Hi, I want to ask a question. I try to develop brute force parallel password recovery. For example 10 character password, It requires a lot terabyte. I want to use a clustering for this maybe I use GPU.
How can I distribute these passwords to worker machines? which methods are there to distribute passwords?
I want to develop custom password recovery so I want to learn How to distribute passwords between worker machines. We can use MPI or HADOOP technology to parallelize. If we create all passwords in master machine for 10 characters, it require more 80000 tera. If we create passwords in workers, I must develop smart distributing strategy. so Do you have any experiences about distributing passwords. In addition, which technolohy do you prefer MPI or HADOOP.

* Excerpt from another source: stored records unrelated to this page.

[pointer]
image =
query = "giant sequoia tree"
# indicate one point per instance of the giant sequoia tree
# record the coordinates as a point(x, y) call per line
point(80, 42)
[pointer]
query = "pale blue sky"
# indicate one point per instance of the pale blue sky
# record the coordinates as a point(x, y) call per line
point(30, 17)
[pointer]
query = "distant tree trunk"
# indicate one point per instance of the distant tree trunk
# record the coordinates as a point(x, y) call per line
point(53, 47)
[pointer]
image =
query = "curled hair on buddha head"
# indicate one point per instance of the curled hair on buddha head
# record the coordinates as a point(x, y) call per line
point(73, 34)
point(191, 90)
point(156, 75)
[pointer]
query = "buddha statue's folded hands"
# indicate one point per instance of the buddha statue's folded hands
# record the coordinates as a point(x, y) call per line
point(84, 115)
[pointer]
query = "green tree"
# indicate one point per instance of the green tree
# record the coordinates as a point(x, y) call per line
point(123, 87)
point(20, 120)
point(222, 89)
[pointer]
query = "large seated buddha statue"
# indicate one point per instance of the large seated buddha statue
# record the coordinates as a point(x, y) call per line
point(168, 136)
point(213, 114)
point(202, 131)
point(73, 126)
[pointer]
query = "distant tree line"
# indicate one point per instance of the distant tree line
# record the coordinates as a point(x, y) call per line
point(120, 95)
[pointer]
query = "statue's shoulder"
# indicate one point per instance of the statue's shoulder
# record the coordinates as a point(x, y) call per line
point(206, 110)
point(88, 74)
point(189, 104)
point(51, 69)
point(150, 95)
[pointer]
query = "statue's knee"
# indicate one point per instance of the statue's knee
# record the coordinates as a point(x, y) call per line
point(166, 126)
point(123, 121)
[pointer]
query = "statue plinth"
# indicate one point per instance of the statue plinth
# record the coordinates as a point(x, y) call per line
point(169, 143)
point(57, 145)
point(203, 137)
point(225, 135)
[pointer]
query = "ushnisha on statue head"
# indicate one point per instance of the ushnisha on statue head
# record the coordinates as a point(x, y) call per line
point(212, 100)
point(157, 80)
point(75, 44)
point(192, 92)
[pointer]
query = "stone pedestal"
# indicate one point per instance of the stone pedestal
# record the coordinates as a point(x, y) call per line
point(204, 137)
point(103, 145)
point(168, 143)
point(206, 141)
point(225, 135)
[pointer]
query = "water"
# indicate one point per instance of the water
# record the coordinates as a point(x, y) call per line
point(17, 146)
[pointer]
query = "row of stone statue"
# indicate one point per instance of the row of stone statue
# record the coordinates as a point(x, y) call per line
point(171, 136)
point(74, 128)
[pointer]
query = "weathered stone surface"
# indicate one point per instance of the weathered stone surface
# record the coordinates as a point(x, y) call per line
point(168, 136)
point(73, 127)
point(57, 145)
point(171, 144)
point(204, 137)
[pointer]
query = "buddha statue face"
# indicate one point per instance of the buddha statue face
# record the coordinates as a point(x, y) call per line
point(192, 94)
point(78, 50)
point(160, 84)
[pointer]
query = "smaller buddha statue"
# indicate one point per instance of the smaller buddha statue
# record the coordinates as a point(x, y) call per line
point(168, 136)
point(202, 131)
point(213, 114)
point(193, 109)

Reinventing the wheel, ehh?
I would reconsider your approach, as a free, working solution already exists.
(11-20-2014, 11:29 AM)Rolf Wrote: [ -> ]Reinventing the wheel, ehh?
I would reconsider your approach, as a free, working solution already exists.
did you mean hashtopus?
Yes he did. Also you approach is not very good. You do need to rethink on how you do it.
Are you using only CPU's? Are you using a mix? Have you looked at a mask attack?
Just questions you should ask yourself.
(11-20-2014, 05:48 PM)coolbry95 Wrote: [ -> ]Yes he did. Also you approach is not very good. You do need to rethink on how you do it.
Are you using only CPU's? Are you using a mix? Have you looked at a mask attack?
Just questions you should ask yourself.
I know developed password recovery software like hashcat but we try to develop custom one. We plan to use mix (GPU and CPU). We generally plan dictionary and brute force attack.
You could start by building your custom wrapper for hashcat/oclhashcat.
The cats themselves support password distribution through -s and -l flags, so the wrapper would need to simply utilize that.
Once you get that done and know how things generally work, you could begin writing your own software for the actual hash cracking, but:
1. Hashcat EULA doesn't forbid using it in custom projects.
2. Oclhc is so optimized it's the fastest multi-purpose solution for hash cracking; if speed matters, stick with it.
3. Coding a hash cracker in CUDA/OpenCL from scratch is no easy undertaking, could take a while. If time is of the essence, stick to cats.
As for using MPI or other software for distribution, I can't really offer any advice.
validator: Please do not take this the wrong way as it is not my intention to discourage you,, but rather to give you a reality check. It's great that you are interested in password cracking and have the ambition to develop your own cracker. However, from the things you have said on this thread so far, it is clear to me that you neither have the knowledge nor the skill necessary to undertake a project of this magnitude. The fact that you are talking about brute forcing 10 character passwords and needing 80000 terabytes of storage tells me you do not actually understand how password cracking works in practice. I would highly suggest learning about how password cracking actually works before you jump right in to developing a distributed cracker.
If you need a distributed solution, there are FOSS (hashtopus, disthc, etc) and commercial (Sagitta Hashstack) solutions readily available to you. I would strongly suggest sticking with one of those for now.